At a fundamental level, we need to both evolve our understanding of what engineering work actually entails and rethink how we measure value. Developers could never consistently code for eight solid hours a day without getting exhausted: even if AI takes over code generation, the move to working on a handful of concurrent problems with AI and the necessary context that requires isn't sustainable or conducive to good work. It’s not really about just writing code; frequent design and architecture work can lead to significant decision fatigue.
I’ve certainly experienced this as a leader; as things move faster, decision fatigue becomes a greater issue. I find I no longer have the time to do that all-important noodling on a problem that can’t be replaced by AI, unless I intentionally make that time. Will the same be true for our software engineers in future?
The staff engineer role is changing
The consequences are that the staff engineer role will change in the next year. At the retreat we talked about greater focus on the ‘middle loop’ of supervisory work. This is situated somewhere between writing code and release management, with its objectives being agent orchestration and governance.
This will no doubt be interesting work. However, for software professionals that enjoy working closely with code, the shift could be challenging. This is partly because of the inevitable cognitive load and decision fatigue, but it’s also simply because many developers really like writing code. How we support our colleagues through that transition and how their skills may be redeployed is an open question we will need to attend to this year.

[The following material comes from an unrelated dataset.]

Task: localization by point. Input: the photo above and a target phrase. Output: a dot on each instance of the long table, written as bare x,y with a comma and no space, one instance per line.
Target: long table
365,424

It’s not just the staff engineer role that the group believes will change. It’s likely that the way we define the relationship between product management and software engineering will need to be renegotiated. How exactly this plays out remains to be seen.
The response to these issues of organizational design will likely lie in how we decide to construct our workflows in the future: where do we need the human in the loop? What decisions require human oversight? Where do agents or swarms of agents excel?